Making the decision to find help can be an extremely difficult one at the best of times. When making such a hard decision it is important that you choose to partner with a therapist who truly understands you and offers you the right type of therapy to alleviate your problems. Finding the right therapist can sometimes mean the difference between fixing the problem and suffering for longer. There are many types of therapists out there who all specialise in different things and finding the right one can sometimes feel like ‘finding a needle in a haystack’.
Which type of therapist do I need?
Let’s first look at some of the professionals who are able to offer you help:
These are doctors who specialise in the diagnosis and treatment of mental and psychiatric illnesses. They have medical training and are licensed to prescribe drugs and psychotherapy.
Psychologists study the mind and human behaviour and are also trained in counselling, psychotherapy and psychological testing.

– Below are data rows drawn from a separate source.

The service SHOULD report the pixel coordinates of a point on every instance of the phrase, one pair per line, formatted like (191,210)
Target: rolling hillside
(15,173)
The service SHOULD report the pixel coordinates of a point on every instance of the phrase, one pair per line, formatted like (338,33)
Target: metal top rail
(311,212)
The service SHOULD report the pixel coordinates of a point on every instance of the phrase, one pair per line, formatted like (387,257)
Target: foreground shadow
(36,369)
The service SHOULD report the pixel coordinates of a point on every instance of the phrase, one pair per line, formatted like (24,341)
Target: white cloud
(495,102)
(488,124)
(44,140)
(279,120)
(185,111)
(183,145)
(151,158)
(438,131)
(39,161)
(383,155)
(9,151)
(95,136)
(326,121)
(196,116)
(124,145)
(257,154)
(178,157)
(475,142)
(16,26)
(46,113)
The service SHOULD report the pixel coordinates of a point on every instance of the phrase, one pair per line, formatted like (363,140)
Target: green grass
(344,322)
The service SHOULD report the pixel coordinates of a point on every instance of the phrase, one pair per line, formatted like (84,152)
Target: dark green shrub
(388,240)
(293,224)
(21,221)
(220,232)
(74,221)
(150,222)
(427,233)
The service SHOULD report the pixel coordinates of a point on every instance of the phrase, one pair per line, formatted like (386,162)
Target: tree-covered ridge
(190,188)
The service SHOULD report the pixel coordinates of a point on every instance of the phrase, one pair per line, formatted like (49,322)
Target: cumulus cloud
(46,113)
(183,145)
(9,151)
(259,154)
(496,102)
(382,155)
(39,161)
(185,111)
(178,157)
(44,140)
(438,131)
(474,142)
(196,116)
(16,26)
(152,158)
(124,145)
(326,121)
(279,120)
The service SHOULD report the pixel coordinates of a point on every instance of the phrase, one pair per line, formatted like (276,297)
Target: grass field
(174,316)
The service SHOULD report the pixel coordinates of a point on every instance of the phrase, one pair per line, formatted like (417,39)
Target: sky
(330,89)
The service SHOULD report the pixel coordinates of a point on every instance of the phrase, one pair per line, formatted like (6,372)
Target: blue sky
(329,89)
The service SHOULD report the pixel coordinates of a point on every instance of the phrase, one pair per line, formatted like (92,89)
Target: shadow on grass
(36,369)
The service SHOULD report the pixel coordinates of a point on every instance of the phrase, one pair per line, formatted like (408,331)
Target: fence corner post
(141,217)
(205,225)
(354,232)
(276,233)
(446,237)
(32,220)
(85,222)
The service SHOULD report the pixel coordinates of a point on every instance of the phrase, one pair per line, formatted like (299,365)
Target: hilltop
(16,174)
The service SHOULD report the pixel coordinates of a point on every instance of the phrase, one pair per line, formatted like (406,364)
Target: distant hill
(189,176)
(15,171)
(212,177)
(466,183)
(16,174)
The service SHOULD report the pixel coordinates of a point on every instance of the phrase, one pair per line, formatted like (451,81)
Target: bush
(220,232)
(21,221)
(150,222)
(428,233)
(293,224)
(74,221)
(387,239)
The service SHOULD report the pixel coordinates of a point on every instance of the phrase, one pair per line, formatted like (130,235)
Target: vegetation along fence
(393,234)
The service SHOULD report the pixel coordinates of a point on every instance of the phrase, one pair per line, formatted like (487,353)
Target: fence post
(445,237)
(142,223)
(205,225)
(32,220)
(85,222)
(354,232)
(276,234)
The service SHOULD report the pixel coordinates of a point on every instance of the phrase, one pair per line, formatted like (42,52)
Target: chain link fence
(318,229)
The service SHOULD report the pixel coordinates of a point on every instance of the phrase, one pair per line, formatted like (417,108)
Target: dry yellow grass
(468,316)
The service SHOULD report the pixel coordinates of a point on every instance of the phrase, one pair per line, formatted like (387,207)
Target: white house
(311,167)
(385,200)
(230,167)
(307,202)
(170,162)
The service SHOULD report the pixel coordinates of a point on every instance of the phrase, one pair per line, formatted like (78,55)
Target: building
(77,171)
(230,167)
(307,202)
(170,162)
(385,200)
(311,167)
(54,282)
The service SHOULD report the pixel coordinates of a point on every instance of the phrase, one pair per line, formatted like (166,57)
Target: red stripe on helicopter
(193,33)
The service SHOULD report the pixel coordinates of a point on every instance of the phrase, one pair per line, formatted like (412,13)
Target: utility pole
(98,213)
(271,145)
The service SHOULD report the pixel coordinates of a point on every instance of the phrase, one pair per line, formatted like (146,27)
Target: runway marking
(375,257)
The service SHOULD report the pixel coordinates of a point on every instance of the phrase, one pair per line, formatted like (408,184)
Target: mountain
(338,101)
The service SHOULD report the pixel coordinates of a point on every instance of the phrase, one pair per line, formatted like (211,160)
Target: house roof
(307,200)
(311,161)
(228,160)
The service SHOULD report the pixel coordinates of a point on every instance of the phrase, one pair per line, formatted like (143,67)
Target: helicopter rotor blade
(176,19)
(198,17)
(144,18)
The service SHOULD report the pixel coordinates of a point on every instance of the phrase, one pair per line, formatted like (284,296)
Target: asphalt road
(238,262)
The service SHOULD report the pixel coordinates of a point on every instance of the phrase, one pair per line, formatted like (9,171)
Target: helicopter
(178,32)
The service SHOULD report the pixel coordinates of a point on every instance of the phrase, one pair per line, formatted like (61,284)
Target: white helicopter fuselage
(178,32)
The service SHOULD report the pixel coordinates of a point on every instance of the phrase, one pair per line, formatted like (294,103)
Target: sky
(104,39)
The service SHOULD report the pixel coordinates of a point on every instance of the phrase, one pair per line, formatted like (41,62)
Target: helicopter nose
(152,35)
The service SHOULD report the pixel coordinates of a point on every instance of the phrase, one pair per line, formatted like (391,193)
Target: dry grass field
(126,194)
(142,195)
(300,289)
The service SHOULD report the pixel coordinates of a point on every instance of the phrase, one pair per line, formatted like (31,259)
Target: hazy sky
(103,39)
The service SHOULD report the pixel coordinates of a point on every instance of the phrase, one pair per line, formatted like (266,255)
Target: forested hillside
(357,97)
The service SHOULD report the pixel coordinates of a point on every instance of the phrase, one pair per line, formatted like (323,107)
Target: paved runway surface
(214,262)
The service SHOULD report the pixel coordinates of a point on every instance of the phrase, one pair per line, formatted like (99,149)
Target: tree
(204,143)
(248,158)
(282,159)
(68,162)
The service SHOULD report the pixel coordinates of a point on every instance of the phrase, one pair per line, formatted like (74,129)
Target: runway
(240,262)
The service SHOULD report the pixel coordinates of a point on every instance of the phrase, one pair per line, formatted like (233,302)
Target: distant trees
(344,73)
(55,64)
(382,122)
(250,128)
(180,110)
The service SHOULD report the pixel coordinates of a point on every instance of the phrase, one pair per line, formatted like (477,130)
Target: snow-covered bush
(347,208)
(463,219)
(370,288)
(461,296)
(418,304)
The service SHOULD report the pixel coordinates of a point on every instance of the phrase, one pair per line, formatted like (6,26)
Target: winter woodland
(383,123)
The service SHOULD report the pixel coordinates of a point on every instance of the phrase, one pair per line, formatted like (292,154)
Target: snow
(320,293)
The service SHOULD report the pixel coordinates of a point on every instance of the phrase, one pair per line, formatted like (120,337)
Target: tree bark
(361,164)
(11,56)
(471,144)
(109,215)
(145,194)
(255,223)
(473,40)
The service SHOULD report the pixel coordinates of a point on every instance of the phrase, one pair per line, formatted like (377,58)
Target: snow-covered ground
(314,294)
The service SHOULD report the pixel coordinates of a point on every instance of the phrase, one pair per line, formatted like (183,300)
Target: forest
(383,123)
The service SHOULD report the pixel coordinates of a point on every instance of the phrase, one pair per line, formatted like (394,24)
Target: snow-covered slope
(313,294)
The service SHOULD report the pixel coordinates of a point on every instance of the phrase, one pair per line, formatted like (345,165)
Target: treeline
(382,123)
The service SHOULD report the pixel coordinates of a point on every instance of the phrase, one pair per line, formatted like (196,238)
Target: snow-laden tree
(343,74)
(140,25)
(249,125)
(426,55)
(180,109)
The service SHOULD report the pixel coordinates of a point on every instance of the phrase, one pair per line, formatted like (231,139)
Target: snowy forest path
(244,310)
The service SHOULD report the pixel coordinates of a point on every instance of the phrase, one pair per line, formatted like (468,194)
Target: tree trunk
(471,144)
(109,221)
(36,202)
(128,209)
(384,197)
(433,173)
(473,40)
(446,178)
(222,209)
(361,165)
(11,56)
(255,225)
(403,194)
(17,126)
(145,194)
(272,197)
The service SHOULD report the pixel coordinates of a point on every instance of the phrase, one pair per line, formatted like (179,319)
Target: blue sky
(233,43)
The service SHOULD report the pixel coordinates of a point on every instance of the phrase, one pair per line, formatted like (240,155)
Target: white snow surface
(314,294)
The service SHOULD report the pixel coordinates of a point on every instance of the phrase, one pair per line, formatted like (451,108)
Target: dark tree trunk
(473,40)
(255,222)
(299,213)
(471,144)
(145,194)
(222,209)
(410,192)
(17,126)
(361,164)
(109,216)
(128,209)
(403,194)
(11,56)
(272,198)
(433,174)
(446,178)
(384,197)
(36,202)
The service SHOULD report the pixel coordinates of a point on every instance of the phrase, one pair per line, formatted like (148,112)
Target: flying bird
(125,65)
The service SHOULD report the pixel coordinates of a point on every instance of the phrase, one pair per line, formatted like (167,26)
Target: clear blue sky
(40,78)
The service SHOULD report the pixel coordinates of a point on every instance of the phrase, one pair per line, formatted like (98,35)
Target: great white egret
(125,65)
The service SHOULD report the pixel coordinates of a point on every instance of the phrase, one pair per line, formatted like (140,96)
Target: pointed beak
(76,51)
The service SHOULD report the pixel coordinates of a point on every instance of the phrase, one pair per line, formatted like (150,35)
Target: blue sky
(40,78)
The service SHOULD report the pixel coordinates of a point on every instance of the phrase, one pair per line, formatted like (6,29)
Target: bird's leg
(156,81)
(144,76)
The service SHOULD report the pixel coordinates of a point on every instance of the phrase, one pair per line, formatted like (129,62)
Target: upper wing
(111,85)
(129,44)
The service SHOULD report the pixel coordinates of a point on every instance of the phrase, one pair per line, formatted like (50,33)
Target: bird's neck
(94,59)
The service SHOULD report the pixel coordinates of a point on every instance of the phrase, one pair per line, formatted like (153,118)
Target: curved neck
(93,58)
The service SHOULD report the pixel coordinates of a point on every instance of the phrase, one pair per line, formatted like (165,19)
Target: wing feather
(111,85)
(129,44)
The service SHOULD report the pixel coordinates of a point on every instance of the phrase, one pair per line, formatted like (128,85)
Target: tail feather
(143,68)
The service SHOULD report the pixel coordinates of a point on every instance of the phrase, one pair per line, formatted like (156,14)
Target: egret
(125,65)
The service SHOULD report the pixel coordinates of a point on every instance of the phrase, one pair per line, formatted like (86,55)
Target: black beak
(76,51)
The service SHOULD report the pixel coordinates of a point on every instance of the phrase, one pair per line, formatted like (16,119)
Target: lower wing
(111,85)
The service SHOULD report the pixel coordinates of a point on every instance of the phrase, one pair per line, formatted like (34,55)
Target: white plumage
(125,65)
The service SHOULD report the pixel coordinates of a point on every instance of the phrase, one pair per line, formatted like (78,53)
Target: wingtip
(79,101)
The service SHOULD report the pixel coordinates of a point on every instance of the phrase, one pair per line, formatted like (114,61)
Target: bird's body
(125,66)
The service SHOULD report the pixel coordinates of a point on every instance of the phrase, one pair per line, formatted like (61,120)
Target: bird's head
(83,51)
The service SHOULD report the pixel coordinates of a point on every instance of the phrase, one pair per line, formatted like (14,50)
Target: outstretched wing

Are specialists that provide social services in health-related settings that are managed by professional care organisations. They strive to enhance a person’s psychological and social functioning by providing empathy and counselling for interpersonal problems.
Where do I start?
The first thing to do is identify which type of therapist you think you would benefit the most from and proceed to collect a list of names of those in your general area. A simple google search should provide you with the information you need. Alternatively, you can speak to your GP or a friend or family member who may themselves have previously had treatment from a therapist.
Once you have called and booked your first appointment, it’s important to have a list of questions ready in order to gauge whether the therapist you are seeing is suitable for your needs. Some questions to keep in mind include:
◦ How long has this therapist been practicing?
◦ How many patients are they currently seeing?
◦ What do previous patients say about them?
◦ What are there fees, policies and payments?
You should ask yourself: Do I feel comfortable with this person? Do they respect me? Remember, you will likely be spending a considerable amount of time with your therapist and will be sharing some of your most personal feelings with them – so synergy is a must.
Whilst it is important to feel comfortable with a therapist, it is also advised not to feel too comfortable with them as this will induce you to engage in meaningless chit chat which is not productive.
Make sure that you and your therapist set a clear goals and outcomes, check which resources they offer (group sessions, homework assignments, online programs etc), and make sure they are listening to you.